At only fourteen, this had made a name for himself even beyond the name of his family. He had made a personal fortune in the millions by day-trading stocks, and everywhere the media and passers-by praised him for his ingenuity, his privilege, his fortune, and his power. They had never heard of such a person so close to their age, not even in the fiction they hardly read.
They became obsessed. They would learn later about his cruelty, and about his wrath, and about his callous nature. They felt none of this now. They knew so little, and absorbed even less, but even then they would have moments when they would clear their mind from the burdens of its lived experience and replace it with what they felt that Togami would be.
A Togami of power. A Togami of influence. A Togami of wisdom and strength. Togami with the power to take the weakest and smallest members of society and protect them from all its ills. A Togami that could make the rote physical sensation of eating feel as though it were nourishing something worthwhile. A Togami that reflected themselves, what little there was, with the strength and confidence that they knew they did not have.

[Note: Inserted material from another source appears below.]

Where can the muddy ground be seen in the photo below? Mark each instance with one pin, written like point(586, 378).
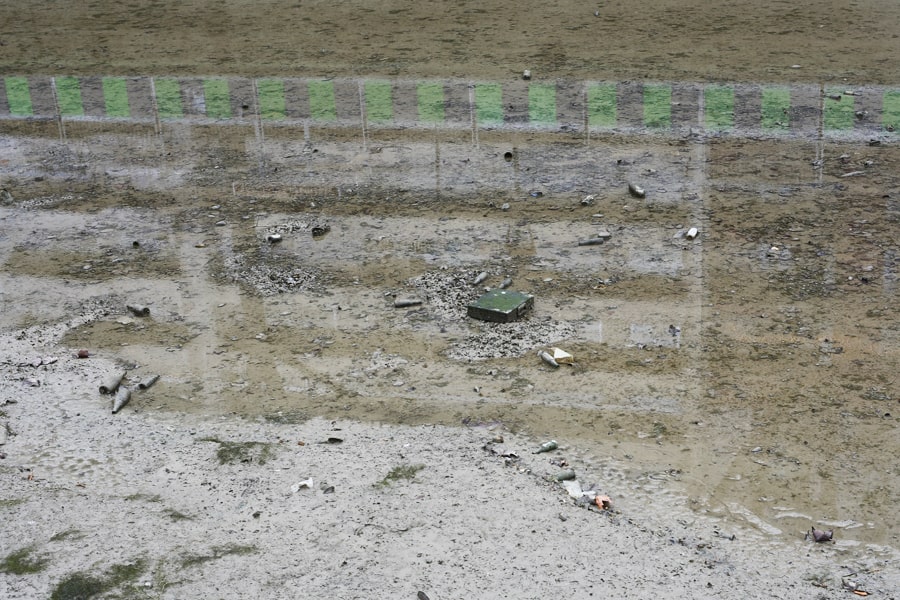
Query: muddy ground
point(729, 392)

And at that moment Hinata thought he saw what looked like a small, smudged figure underneath Togami's outstretched and perfect fingers, perfectly shielded and protected. As he watched, the blocky lines dripped away from the figure's body and fine, glorious detail filled into their place, until finally, they had become him, and he had taken on the name of Byakuya Togami.
Hinata started and shook his head, just in time to see Togami grind to a halt and collapse in the middle of the floor. This time, Hinata ran to try and catch him, but he'd hardly gotten his hands on his shoulders when Togami shoved him back without a word. It took Hinata a moment to catch and right himself again, and by the time he had Togami had risen to his knees, though he had not stood.
It was impossible, but… in place of the wall in front of them, the one which until moments ago had held the amazing fresco, there was only a set of stairs, exactly the same as the ones on the previous floor. The stairs led down, presumably to another level of the school – and with no play at hesitation Togami threw himself ahead, leaving the others to follow or not, for all it mattered.